Sulla Brexit il conto alla rovescia è arrivato alle battute finali. Siamo al giorno meno tre dal referendum sull’Ue che da mesi agita la Gran Bretagna e l’Europa. Sul piatto molte variabili e, qualsiasi sarà l’esito, una cosa appare chiara: nulla sarà più come prima. Dopo che il 23 giugno, con un referendum, i cittadini britannici avranno scelto se restare o meno nell’Unione Europea, si apriranno due differenti scenari, solo in parte immaginabili a priori.

La vittoria del sì alla Brexit, è bene dirlo, non avrà un effetto immediato. Nessuna uscita repentina di uno degli Stati membri dell’Unione infatti è prevista dalle regole del gioco che, al contrario, prevedono in questo caso l’avvio di una negoziazione che dovrà essere conclusa entro due anni. Un lasso di tempo nel quale ci si siederà attorno al tavolo per dettare ciascuno le sue condizioni. Gli scenari possibili? Due sono i modelli ai quali attualmente si può

pensare di ispirarsi per la regolamentazione futura del rapporto tra Unione Europea e Gran Bretagna. Nel primo caso potrebbe essere scelto l’esempio di ciò che accade già oggi per lo Spazio economico europeo, che lega i 28 Paesi membri ad Islanda, Lichtenstein e Norvegia. Il Regno Unito potrebbe accettare di collocarsi in questo contesto, con una serie di conseguenze differenti dal punto di vista economico e sociale. Altra via sarebbe quella di regolare i rapporti tramite accordi bilaterali, come oggi accade con la Svizzera che ha concluso con l’Unione una serie di “patti” per disciplinare materie quali ad esempio il lavoro e la circolazione delle persone. In questo caso i festeggiamenti del prossimo anno per l’anniversario del trattato di Roma assumerebbero ben altro tono e c’è chi teme un effetto domino, che potrebbe portare altri Paesi ad abbandonare l’Unione.

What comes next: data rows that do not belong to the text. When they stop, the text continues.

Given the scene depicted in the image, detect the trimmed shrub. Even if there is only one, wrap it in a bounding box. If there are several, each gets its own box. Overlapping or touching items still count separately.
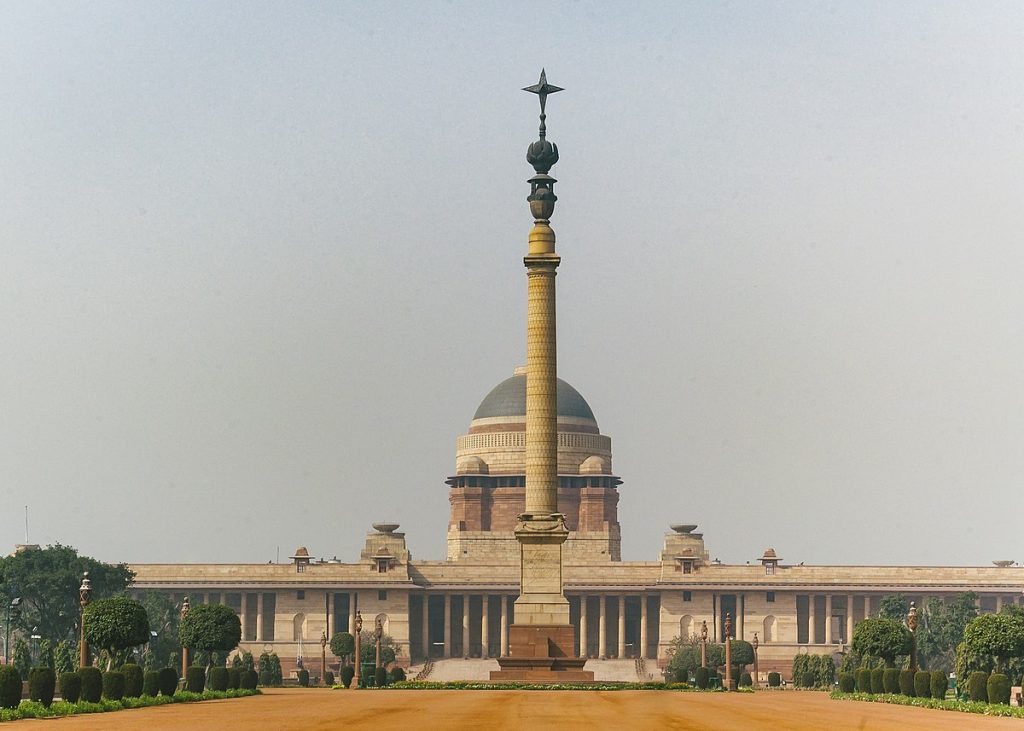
[985,673,1010,705]
[871,668,885,693]
[913,671,932,698]
[693,668,711,690]
[103,671,125,700]
[338,665,355,688]
[207,668,227,691]
[882,668,899,693]
[78,665,103,703]
[121,662,142,698]
[29,668,57,708]
[60,673,82,703]
[185,665,206,693]
[967,671,988,703]
[159,668,178,695]
[142,671,160,696]
[0,665,22,708]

Ma anche la vittoria del fronte opposto, ovvero del no alla Brexit, avrebbe delle conseguenze: sicuramente meno devastanti, ma non prive di incognite sullo scenario europeo. Dopo il voto, in questo caso, è prevista l’entrata in vigore dell’accordo concluso a febbraio dal primo ministro David Cameron con i leader degli altri 27 Stati membri. In pratica si tratta di un accordo che prevede, per la Gran Bretagna, alcune concessioni rispetto alle regole europee in materia di libera circolazione delle persone. Il premier britannico, favorevole a restare in Europa, ha giocato le sue carte nei mesi scorsi negoziando questo patto, che offre al Regno Unito la possibilità di non applicare alcune prestazioni di sicurezza sociale ai lavoratori degli Stati entrati nell’Unione negli ultimi anni, o che entreranno nel futuro. Una condizione che salvaguarda i cittadini degli Stati che da più tempo appartengono all’Ue, come l’Italia. È evidente che, anche in questo caso, le conseguenze non mancherebbero poiché a livello di Unione Europea si creerebbe un precedente “pesante” nella gestione dei rapporti tra gli Stati: la percezione sarebbe di una possibilità di trattare e negoziare su singoli “pezzi” dell’Unione da prendere o lasciare ingaggiando un braccio di ferro a suon di referendum e di minaccia di uscita.